There is, however, no substantive correction in this correction. It simply changes the sentence “We selected this particular case study due to irregularities detected by algorithms that analyze trust markers in published research” to read “This case study was selected due to irregularities detected by our previously developed methodology that analyzes trust markers in published research (Sumner, Vitale, and McIntosh 2022).”
In email correspondence, Rasmussen said she could not evaluate correspondence between me and McIntosh and thus did not consider it as part of her response. She did not ask for the correspondence, or the interview recording in which McIntosh described the case selection as not relying much on the algorithm. Thus, Rasmussen apparently failed to investigate the substance of the allegation, which would have involved considering this evidence.
McIntosh’s statements suggest that both the original and the newly corrected version of the article’s case selection descriptions are incorrect.
I also pointed out in the previous post and email correspondence with Rasmussen that the software McIntosh & Vitale used is proprietary and under development, making theirs non-transparent transparency software used to produce irreproducible reproducibility research. And that I had repeatedly asked for and not received any information about the tool’s accuracy, reliability, and validation.
Rasmussen responded:
We agree that transparency and validation of methods and materials are essential for reproducible and rigorous research. In this case, however, the method (i.e., the AI tool) was used only for selecting the case to be examined, not for data analysis itself, so we consider it to be acceptable that the authors did not initially include information about how the AI was validated and that the AI is itself proprietary (April 15, 2024 email).
As social documents, McIntosh & Vitale’s invalid research — and Rasmussen’s failure to investigate and retract it as such — show how power shapes scientific discourse. McIntosh & Vitale attacked dissenting abortion researchers. This attack supports the story that powerful social and political networks would like to be true.
Thus, though invalid, McIntosh & Vitale’s work stands in the scientific record. As I wrote previously:
Research in which nontransparent algorithmic processes from which researchers stand to profit seem to have been used post hoc to both smear scientists as unethical without actually evaluating the merits of their work, and to promote those algorithmic processes as objective, neutral, and transparent, when evidence is insufficient to establish them as any of those things.
Bias in Research Integrity
By contrast, a few months ago there was a volley of retractions of abortion research that dissented from the consensus pro-choice narrative. According to the affected researchers, no invalidating errors were reported. (More on this in a future post.)

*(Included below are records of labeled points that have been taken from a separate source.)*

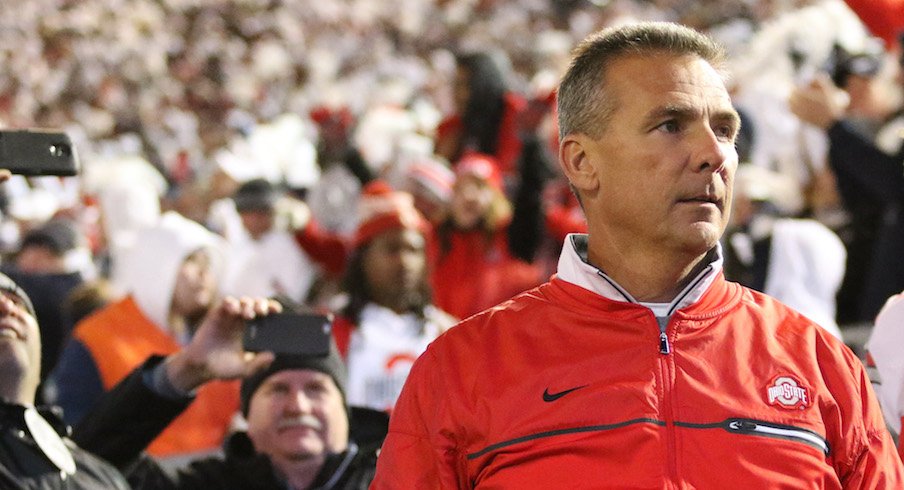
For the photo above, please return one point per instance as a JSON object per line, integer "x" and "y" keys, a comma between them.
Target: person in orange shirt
{"x": 170, "y": 276}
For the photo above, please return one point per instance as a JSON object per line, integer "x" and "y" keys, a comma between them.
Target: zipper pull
{"x": 664, "y": 347}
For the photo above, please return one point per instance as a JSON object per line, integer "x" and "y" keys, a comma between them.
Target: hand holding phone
{"x": 290, "y": 333}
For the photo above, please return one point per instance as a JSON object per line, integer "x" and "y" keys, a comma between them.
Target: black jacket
{"x": 131, "y": 415}
{"x": 24, "y": 466}
{"x": 866, "y": 173}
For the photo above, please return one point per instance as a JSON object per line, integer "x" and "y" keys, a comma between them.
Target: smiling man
{"x": 638, "y": 365}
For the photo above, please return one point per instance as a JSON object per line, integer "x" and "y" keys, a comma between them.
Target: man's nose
{"x": 710, "y": 152}
{"x": 298, "y": 402}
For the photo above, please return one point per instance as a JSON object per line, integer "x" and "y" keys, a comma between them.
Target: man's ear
{"x": 576, "y": 164}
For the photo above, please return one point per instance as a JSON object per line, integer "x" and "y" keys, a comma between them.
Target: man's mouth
{"x": 704, "y": 198}
{"x": 10, "y": 332}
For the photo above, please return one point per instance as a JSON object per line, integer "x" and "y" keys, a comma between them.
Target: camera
{"x": 34, "y": 152}
{"x": 290, "y": 333}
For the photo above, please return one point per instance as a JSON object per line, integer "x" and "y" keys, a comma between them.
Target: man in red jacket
{"x": 638, "y": 365}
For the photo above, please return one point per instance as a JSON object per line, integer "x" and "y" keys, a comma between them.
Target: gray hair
{"x": 583, "y": 104}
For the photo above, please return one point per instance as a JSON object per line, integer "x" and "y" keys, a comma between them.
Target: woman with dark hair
{"x": 486, "y": 118}
{"x": 485, "y": 247}
{"x": 388, "y": 317}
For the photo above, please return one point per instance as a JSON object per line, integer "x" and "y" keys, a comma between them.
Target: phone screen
{"x": 290, "y": 333}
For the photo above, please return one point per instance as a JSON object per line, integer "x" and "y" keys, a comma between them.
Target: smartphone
{"x": 290, "y": 333}
{"x": 35, "y": 152}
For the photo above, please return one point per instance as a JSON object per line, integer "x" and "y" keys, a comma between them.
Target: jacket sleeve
{"x": 126, "y": 419}
{"x": 869, "y": 459}
{"x": 418, "y": 452}
{"x": 77, "y": 380}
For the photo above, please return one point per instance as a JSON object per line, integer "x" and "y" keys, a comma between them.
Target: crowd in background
{"x": 274, "y": 118}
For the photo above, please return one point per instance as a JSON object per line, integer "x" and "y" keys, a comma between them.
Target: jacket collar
{"x": 574, "y": 268}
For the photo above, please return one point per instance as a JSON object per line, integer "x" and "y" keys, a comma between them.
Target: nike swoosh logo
{"x": 551, "y": 397}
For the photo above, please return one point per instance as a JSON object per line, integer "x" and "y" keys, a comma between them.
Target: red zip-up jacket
{"x": 564, "y": 388}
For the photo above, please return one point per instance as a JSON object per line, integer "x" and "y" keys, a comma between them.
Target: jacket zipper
{"x": 778, "y": 431}
{"x": 665, "y": 363}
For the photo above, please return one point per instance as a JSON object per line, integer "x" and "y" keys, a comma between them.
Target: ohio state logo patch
{"x": 787, "y": 392}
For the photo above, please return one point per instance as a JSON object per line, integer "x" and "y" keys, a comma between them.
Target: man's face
{"x": 471, "y": 198}
{"x": 395, "y": 266}
{"x": 298, "y": 414}
{"x": 20, "y": 349}
{"x": 258, "y": 222}
{"x": 196, "y": 286}
{"x": 666, "y": 159}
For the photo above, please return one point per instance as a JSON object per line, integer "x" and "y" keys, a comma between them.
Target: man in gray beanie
{"x": 297, "y": 421}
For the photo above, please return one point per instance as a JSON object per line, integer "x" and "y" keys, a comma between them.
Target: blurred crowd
{"x": 289, "y": 136}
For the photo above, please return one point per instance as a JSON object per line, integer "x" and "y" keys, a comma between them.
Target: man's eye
{"x": 726, "y": 131}
{"x": 669, "y": 127}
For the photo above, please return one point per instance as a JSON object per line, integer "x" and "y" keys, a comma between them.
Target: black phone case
{"x": 289, "y": 334}
{"x": 38, "y": 152}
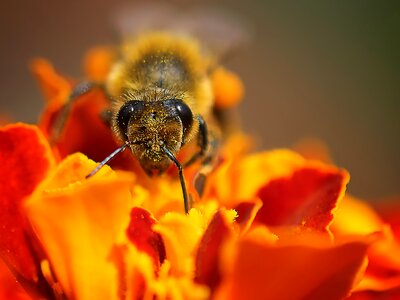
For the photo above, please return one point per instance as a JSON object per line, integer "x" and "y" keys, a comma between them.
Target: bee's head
{"x": 148, "y": 126}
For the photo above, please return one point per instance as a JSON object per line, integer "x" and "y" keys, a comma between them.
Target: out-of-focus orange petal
{"x": 306, "y": 198}
{"x": 79, "y": 222}
{"x": 9, "y": 287}
{"x": 259, "y": 268}
{"x": 357, "y": 217}
{"x": 141, "y": 234}
{"x": 228, "y": 88}
{"x": 312, "y": 148}
{"x": 208, "y": 253}
{"x": 354, "y": 216}
{"x": 25, "y": 160}
{"x": 98, "y": 62}
{"x": 389, "y": 210}
{"x": 55, "y": 87}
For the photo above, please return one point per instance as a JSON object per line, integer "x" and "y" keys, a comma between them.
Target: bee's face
{"x": 149, "y": 126}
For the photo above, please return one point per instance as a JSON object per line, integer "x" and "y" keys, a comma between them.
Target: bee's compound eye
{"x": 126, "y": 111}
{"x": 185, "y": 114}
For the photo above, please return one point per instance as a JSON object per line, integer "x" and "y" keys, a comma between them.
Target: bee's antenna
{"x": 107, "y": 159}
{"x": 181, "y": 178}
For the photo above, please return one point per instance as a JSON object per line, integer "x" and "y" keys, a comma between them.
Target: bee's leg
{"x": 181, "y": 178}
{"x": 106, "y": 116}
{"x": 78, "y": 91}
{"x": 203, "y": 141}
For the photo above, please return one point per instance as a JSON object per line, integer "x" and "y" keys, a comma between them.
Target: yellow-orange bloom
{"x": 270, "y": 225}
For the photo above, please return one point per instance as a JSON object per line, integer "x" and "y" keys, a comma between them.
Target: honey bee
{"x": 160, "y": 94}
{"x": 161, "y": 100}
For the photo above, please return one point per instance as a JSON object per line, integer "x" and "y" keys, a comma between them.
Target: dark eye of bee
{"x": 184, "y": 113}
{"x": 129, "y": 109}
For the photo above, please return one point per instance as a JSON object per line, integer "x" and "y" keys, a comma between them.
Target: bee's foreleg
{"x": 78, "y": 91}
{"x": 181, "y": 178}
{"x": 202, "y": 141}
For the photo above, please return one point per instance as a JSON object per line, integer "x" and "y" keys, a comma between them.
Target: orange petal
{"x": 55, "y": 87}
{"x": 79, "y": 222}
{"x": 306, "y": 197}
{"x": 9, "y": 287}
{"x": 357, "y": 217}
{"x": 257, "y": 268}
{"x": 228, "y": 88}
{"x": 25, "y": 159}
{"x": 238, "y": 179}
{"x": 247, "y": 212}
{"x": 98, "y": 63}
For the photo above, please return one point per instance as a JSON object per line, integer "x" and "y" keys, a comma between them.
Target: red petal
{"x": 25, "y": 159}
{"x": 306, "y": 198}
{"x": 140, "y": 233}
{"x": 208, "y": 254}
{"x": 299, "y": 271}
{"x": 247, "y": 212}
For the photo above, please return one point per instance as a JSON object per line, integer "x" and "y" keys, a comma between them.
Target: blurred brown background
{"x": 325, "y": 69}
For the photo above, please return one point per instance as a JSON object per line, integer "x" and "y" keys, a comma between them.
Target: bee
{"x": 161, "y": 100}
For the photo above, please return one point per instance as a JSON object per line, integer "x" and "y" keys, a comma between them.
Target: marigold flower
{"x": 270, "y": 225}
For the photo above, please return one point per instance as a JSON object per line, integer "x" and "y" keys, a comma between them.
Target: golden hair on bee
{"x": 141, "y": 70}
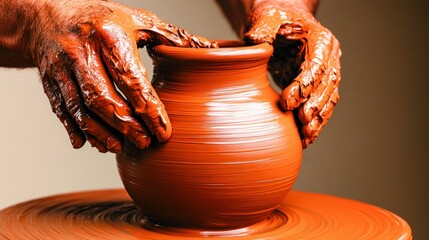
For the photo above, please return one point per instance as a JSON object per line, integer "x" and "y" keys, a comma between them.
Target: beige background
{"x": 374, "y": 149}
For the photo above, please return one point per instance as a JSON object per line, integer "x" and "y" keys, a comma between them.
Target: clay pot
{"x": 233, "y": 155}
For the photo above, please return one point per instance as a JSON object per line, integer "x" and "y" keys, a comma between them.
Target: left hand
{"x": 305, "y": 62}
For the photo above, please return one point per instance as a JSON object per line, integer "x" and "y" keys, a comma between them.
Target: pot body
{"x": 233, "y": 155}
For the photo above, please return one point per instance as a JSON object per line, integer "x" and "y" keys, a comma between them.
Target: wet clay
{"x": 306, "y": 59}
{"x": 233, "y": 154}
{"x": 87, "y": 55}
{"x": 112, "y": 215}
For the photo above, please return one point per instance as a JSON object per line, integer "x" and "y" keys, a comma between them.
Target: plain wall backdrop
{"x": 374, "y": 149}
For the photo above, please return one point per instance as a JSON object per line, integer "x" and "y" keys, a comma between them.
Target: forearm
{"x": 16, "y": 18}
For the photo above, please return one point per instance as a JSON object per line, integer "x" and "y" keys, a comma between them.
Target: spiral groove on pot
{"x": 233, "y": 155}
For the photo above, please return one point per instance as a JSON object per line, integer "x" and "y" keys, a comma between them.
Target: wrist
{"x": 16, "y": 30}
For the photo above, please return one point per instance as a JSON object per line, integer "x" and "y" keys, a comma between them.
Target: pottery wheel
{"x": 111, "y": 214}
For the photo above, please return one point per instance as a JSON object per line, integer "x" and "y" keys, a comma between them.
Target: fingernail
{"x": 113, "y": 145}
{"x": 142, "y": 141}
{"x": 76, "y": 141}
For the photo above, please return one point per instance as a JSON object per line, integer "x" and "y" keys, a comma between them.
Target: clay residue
{"x": 110, "y": 214}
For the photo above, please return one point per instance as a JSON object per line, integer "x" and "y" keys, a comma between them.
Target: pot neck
{"x": 224, "y": 66}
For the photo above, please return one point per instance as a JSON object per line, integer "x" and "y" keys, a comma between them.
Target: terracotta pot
{"x": 233, "y": 155}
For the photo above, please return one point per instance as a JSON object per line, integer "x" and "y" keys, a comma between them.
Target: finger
{"x": 96, "y": 133}
{"x": 123, "y": 61}
{"x": 264, "y": 23}
{"x": 321, "y": 94}
{"x": 319, "y": 97}
{"x": 149, "y": 29}
{"x": 101, "y": 98}
{"x": 318, "y": 52}
{"x": 51, "y": 89}
{"x": 96, "y": 143}
{"x": 311, "y": 130}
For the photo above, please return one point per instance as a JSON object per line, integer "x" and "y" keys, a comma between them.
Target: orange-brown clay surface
{"x": 233, "y": 154}
{"x": 111, "y": 215}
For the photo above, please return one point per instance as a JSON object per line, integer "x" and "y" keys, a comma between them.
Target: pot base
{"x": 110, "y": 214}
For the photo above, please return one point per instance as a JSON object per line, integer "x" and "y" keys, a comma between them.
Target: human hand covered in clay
{"x": 86, "y": 51}
{"x": 305, "y": 63}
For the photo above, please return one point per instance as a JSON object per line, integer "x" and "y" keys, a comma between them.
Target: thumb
{"x": 263, "y": 25}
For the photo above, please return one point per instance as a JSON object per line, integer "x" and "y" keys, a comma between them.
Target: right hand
{"x": 87, "y": 54}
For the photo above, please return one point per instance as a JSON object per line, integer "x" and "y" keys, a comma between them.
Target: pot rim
{"x": 228, "y": 50}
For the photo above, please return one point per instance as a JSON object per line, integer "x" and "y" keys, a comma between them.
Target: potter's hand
{"x": 86, "y": 51}
{"x": 305, "y": 63}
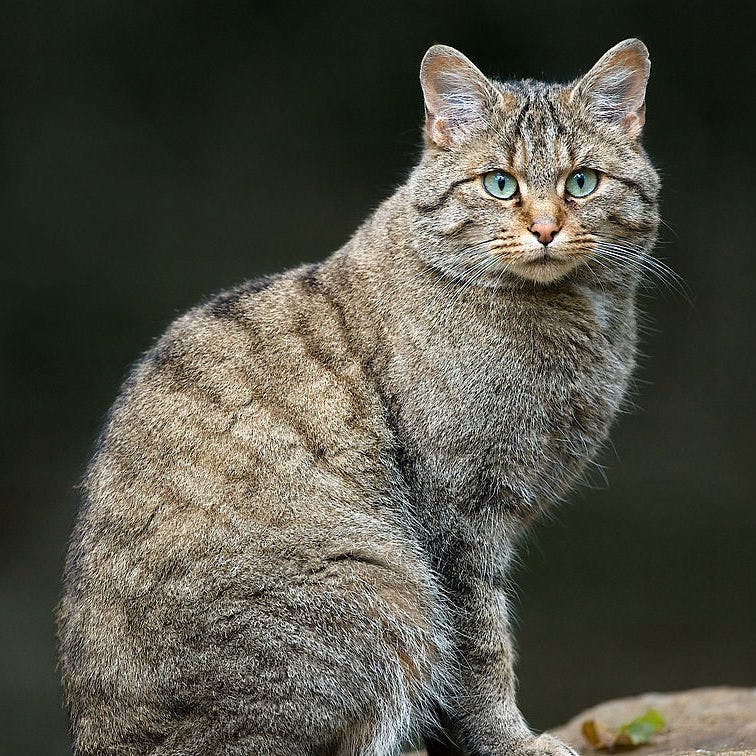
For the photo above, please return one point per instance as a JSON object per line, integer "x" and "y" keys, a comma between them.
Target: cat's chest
{"x": 522, "y": 403}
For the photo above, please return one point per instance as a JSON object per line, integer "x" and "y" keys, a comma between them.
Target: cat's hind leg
{"x": 277, "y": 655}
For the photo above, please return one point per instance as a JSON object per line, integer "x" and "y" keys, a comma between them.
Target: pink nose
{"x": 544, "y": 229}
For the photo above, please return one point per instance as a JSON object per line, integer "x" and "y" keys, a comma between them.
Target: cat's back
{"x": 251, "y": 415}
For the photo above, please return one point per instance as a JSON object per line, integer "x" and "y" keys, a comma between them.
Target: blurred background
{"x": 155, "y": 152}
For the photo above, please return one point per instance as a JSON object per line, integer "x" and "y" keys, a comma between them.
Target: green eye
{"x": 500, "y": 185}
{"x": 582, "y": 182}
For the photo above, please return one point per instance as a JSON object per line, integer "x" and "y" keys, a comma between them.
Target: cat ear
{"x": 456, "y": 94}
{"x": 614, "y": 89}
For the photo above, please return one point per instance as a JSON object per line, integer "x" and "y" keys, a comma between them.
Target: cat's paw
{"x": 546, "y": 745}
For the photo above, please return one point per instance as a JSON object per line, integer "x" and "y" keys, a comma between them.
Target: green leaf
{"x": 641, "y": 729}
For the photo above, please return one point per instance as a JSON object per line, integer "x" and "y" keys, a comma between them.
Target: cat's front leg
{"x": 484, "y": 717}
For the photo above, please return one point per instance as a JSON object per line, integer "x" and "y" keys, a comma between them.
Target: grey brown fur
{"x": 299, "y": 517}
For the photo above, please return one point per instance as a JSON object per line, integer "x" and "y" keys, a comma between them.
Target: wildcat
{"x": 298, "y": 520}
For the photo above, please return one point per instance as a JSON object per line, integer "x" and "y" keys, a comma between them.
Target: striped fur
{"x": 298, "y": 520}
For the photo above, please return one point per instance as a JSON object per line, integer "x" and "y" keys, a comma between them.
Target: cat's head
{"x": 530, "y": 180}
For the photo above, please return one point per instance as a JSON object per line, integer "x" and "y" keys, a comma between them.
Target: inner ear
{"x": 614, "y": 90}
{"x": 456, "y": 93}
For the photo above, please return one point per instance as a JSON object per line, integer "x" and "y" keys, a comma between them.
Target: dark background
{"x": 155, "y": 152}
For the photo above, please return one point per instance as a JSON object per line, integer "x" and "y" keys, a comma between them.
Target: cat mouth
{"x": 545, "y": 265}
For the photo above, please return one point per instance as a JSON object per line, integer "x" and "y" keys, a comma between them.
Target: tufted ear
{"x": 614, "y": 89}
{"x": 456, "y": 94}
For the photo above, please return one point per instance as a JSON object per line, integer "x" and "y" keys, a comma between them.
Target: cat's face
{"x": 529, "y": 180}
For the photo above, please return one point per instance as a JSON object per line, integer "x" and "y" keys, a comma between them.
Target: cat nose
{"x": 544, "y": 229}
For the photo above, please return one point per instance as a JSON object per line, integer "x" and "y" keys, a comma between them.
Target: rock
{"x": 699, "y": 722}
{"x": 710, "y": 720}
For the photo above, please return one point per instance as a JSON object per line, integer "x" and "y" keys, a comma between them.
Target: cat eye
{"x": 581, "y": 183}
{"x": 500, "y": 185}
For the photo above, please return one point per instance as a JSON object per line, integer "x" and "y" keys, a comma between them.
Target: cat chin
{"x": 544, "y": 270}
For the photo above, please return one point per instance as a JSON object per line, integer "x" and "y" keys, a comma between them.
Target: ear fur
{"x": 614, "y": 89}
{"x": 456, "y": 94}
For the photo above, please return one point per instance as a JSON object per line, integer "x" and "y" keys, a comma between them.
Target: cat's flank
{"x": 299, "y": 517}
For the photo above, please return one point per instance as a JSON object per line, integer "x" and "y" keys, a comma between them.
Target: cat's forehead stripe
{"x": 534, "y": 137}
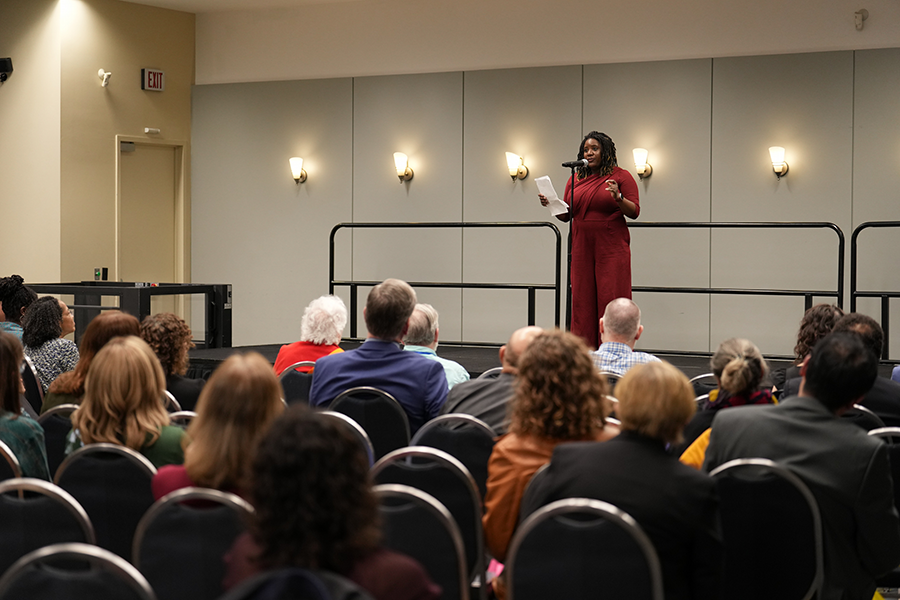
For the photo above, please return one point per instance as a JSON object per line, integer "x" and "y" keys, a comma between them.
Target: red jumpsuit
{"x": 601, "y": 251}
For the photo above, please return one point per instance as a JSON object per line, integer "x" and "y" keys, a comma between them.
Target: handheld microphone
{"x": 576, "y": 163}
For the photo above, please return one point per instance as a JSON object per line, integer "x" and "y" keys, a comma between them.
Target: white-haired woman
{"x": 320, "y": 333}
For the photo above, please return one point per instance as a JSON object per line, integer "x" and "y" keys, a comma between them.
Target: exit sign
{"x": 154, "y": 80}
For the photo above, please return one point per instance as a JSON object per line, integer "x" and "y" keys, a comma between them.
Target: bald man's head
{"x": 518, "y": 342}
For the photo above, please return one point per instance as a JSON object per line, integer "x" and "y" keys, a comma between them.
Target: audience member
{"x": 847, "y": 471}
{"x": 235, "y": 408}
{"x": 739, "y": 369}
{"x": 418, "y": 384}
{"x": 123, "y": 404}
{"x": 320, "y": 333}
{"x": 315, "y": 509}
{"x": 620, "y": 329}
{"x": 676, "y": 506}
{"x": 68, "y": 388}
{"x": 884, "y": 397}
{"x": 422, "y": 339}
{"x": 488, "y": 399}
{"x": 817, "y": 322}
{"x": 559, "y": 398}
{"x": 170, "y": 338}
{"x": 45, "y": 323}
{"x": 21, "y": 433}
{"x": 15, "y": 298}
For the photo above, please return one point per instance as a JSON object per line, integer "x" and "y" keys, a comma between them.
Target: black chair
{"x": 179, "y": 543}
{"x": 767, "y": 511}
{"x": 57, "y": 423}
{"x": 9, "y": 463}
{"x": 296, "y": 384}
{"x": 357, "y": 430}
{"x": 79, "y": 572}
{"x": 416, "y": 524}
{"x": 379, "y": 414}
{"x": 34, "y": 514}
{"x": 112, "y": 483}
{"x": 581, "y": 548}
{"x": 463, "y": 437}
{"x": 296, "y": 584}
{"x": 445, "y": 478}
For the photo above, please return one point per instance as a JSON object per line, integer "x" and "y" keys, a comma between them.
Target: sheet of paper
{"x": 545, "y": 187}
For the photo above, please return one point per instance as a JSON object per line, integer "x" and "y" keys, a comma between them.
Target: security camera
{"x": 5, "y": 69}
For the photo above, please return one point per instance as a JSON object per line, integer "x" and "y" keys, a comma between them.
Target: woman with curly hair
{"x": 315, "y": 509}
{"x": 15, "y": 298}
{"x": 123, "y": 404}
{"x": 45, "y": 323}
{"x": 68, "y": 388}
{"x": 559, "y": 398}
{"x": 21, "y": 433}
{"x": 235, "y": 408}
{"x": 170, "y": 337}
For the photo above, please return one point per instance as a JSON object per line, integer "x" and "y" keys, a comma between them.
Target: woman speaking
{"x": 601, "y": 254}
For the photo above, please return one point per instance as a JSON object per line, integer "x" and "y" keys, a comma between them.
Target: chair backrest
{"x": 357, "y": 430}
{"x": 109, "y": 577}
{"x": 767, "y": 511}
{"x": 463, "y": 437}
{"x": 296, "y": 384}
{"x": 417, "y": 524}
{"x": 57, "y": 423}
{"x": 112, "y": 483}
{"x": 445, "y": 478}
{"x": 9, "y": 463}
{"x": 379, "y": 414}
{"x": 492, "y": 373}
{"x": 179, "y": 543}
{"x": 36, "y": 515}
{"x": 574, "y": 547}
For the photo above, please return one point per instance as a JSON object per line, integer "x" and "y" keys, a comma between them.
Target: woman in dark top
{"x": 315, "y": 509}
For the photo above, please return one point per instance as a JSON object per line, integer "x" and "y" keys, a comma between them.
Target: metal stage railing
{"x": 530, "y": 288}
{"x": 884, "y": 295}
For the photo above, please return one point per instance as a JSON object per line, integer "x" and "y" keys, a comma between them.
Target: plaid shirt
{"x": 616, "y": 357}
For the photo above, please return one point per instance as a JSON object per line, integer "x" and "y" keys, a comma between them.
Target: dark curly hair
{"x": 15, "y": 296}
{"x": 170, "y": 338}
{"x": 816, "y": 323}
{"x": 607, "y": 158}
{"x": 312, "y": 491}
{"x": 559, "y": 393}
{"x": 42, "y": 322}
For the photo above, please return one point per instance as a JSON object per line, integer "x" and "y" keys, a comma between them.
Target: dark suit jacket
{"x": 676, "y": 506}
{"x": 883, "y": 399}
{"x": 846, "y": 470}
{"x": 418, "y": 383}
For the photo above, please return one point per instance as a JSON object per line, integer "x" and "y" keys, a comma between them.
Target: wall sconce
{"x": 401, "y": 162}
{"x": 516, "y": 164}
{"x": 297, "y": 170}
{"x": 778, "y": 165}
{"x": 641, "y": 165}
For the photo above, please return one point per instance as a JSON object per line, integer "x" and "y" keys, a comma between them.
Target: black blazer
{"x": 675, "y": 505}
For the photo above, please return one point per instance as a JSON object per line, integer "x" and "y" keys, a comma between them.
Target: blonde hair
{"x": 739, "y": 366}
{"x": 235, "y": 407}
{"x": 655, "y": 400}
{"x": 123, "y": 396}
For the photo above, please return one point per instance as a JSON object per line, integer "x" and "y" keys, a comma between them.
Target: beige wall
{"x": 121, "y": 38}
{"x": 29, "y": 140}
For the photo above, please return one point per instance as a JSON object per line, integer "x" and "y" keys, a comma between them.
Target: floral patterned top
{"x": 53, "y": 358}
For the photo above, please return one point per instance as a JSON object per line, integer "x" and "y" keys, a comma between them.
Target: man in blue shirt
{"x": 620, "y": 329}
{"x": 418, "y": 384}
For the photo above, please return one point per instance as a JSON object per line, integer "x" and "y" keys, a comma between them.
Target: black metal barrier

Retraction is rare, though mistakes (even invalidating ones) in the scientific literature are common. As obesity researcher David B. Allison and colleagues put it in a Nature comment, “Mistakes in peer-reviewed papers are easy to find but hard to fix, report David B. Allison and colleagues.”
So what does (and what does not) get fixed is not random. Rather, it probably reflects social and political influences. And that, in turn, biases research integrity work. As Allen reflected:
discoverability is key — are we uncovering tip of the iceberg? (legacy vs new issues)
are we addressing the root causes or currently intervening where it is expedient?
Or: Why recognize the intractable problems of human stupidity and perverse incentives, when you can make money and get publications (that might help you make more money) intervening where people want you to intervene?